Not too long ago, during the early days of client/server computing when application performance was so dependent on the network, we used to talk about whether an application was a good network citizen. If too much code ran on one side of the network or the other, chances are there would be an imbalance that would put too much pressure on the network. Applications that didn't take that into account were referred to as bad network citizens.
With virtualization today, we hear a lot of poor application performance. What nobody is really 100 percent sure about yet is whether this is because of the I/O overhead generated by the virtual machines, or are the applications themselves just bad virtualization citizens.
Barry Zane, CTO of ParAccel, a provider of a massively parallel processing database, believes that poor virtual machine performance has a lot more to do with the way the application is built than it does with the virtual machines themselves.

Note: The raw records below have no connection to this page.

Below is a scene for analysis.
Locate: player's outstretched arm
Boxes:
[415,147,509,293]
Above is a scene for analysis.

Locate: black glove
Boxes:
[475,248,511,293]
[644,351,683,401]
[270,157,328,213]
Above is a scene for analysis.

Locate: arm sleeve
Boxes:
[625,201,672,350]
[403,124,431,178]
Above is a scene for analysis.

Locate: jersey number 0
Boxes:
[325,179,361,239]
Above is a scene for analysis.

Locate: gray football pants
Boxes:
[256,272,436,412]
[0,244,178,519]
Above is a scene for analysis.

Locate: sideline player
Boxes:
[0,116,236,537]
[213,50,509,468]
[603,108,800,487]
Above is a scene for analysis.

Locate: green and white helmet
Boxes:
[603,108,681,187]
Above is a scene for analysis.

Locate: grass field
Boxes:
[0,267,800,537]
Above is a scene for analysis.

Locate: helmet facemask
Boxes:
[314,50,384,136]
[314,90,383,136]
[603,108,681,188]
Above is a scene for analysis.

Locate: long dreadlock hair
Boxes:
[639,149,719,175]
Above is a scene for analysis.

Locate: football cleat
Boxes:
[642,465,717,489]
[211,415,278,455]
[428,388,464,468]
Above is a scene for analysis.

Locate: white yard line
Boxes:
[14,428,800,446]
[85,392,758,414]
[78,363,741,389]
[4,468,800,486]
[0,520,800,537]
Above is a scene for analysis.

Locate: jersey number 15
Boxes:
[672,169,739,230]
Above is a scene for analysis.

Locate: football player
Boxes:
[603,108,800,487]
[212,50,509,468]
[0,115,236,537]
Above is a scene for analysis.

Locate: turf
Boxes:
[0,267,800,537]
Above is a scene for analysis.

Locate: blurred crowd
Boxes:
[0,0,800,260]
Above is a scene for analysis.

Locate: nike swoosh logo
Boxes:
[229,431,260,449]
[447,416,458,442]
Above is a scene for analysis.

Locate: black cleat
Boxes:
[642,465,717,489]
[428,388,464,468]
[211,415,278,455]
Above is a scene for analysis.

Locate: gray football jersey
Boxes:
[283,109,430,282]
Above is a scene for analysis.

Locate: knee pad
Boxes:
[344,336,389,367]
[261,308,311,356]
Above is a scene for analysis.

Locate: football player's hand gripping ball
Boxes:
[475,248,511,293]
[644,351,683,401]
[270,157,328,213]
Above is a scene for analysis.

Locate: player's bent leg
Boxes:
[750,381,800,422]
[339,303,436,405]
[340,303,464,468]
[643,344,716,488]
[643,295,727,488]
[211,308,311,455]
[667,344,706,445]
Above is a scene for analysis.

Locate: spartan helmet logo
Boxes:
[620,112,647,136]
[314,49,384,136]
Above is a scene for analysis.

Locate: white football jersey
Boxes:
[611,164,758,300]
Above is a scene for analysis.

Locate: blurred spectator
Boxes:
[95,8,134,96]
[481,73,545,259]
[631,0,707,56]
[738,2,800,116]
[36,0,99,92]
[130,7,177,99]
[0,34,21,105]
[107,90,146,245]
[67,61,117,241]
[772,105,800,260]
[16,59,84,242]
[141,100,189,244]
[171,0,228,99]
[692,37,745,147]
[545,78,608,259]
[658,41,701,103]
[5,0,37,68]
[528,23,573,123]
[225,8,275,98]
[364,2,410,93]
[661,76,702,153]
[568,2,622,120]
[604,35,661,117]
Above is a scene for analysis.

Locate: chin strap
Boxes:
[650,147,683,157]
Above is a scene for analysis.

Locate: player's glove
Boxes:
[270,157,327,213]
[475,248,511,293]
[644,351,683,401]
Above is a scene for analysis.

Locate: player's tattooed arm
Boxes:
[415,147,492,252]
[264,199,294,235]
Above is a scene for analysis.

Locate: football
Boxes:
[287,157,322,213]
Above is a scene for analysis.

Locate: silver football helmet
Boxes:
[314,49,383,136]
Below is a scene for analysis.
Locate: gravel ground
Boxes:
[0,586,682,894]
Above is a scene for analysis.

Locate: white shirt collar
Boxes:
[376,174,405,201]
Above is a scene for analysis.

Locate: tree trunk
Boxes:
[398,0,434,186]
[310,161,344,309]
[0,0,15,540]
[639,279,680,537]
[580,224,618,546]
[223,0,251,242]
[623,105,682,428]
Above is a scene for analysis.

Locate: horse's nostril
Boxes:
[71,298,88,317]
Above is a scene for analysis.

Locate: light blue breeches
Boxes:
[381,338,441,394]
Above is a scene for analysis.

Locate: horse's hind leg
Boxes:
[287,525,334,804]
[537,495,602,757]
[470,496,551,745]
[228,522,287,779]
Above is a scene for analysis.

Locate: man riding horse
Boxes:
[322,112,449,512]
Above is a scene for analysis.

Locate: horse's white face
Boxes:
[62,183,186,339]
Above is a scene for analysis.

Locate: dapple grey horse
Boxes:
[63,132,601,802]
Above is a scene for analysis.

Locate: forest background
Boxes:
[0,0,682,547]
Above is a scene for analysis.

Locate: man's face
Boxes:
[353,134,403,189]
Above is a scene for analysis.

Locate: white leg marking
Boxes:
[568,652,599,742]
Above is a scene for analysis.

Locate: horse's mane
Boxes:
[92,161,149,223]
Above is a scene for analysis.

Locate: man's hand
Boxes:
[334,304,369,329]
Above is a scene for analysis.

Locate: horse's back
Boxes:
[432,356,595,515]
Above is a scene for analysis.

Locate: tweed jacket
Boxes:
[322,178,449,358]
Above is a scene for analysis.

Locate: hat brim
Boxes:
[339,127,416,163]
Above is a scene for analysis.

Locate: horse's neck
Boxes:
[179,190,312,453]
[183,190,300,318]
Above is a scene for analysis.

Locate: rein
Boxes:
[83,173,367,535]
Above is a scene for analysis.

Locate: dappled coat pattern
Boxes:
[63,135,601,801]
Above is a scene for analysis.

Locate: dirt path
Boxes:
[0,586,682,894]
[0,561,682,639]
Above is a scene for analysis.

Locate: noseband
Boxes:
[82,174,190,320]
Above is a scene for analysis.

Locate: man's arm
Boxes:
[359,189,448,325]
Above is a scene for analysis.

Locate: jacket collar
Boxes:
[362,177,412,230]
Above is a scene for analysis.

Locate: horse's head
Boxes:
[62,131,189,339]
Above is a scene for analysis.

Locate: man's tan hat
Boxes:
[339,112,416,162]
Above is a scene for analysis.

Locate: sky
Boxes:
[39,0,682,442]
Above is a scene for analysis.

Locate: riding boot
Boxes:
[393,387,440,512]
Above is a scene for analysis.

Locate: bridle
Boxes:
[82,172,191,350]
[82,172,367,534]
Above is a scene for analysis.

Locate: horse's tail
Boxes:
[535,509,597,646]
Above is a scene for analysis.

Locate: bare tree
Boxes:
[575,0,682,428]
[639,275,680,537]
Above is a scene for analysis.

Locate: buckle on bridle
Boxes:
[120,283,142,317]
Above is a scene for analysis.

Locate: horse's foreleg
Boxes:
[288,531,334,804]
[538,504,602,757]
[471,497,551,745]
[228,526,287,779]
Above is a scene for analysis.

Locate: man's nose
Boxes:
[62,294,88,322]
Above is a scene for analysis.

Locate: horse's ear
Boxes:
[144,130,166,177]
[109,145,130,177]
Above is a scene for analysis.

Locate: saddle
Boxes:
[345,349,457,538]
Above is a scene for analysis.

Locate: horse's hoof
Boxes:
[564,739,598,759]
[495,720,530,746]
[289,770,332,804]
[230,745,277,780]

To back up that perspective, ParAccel today announced that it has achieved the fastest 1 TB TPC benchmark ever running is massively parallel database on top of VMware vSphere 4. That new benchmark record, the company said, attains database load times that are 8.7 times faster than the previous record holder using 37 percent fewer servers. Specifically, an 80-node cluster of ParAccel's PADB version 2.5 consolidated on 40 DL380 servers from Hewlett-Packard running VMware vSphere 4 achieved 1,316,882 Composite Queries per Hour (QphH) at 1,000 GB, a price/performance of U.S. $.70/QphH.
Now the value of a benchmark is in the eye of the beholder. But Zane notes that his company's database runs faster on top of virtual machine software that it does on some physical servers running some forms of Linux. He attributes that to the fact that VMware, for example, does a much better job managing I/O throughput than some of the work that has gone into Linux.
Whatever the reason, Zane says that when it comes to virtualization, the real name of the game to is avoid swapping memory. Virtual machines are obviously hungry for memory, but if properly managed they don't present a performance issue. The key phrase there is "properly managed," because what virtual machines will do is expose a poorly designed application pretty quickly.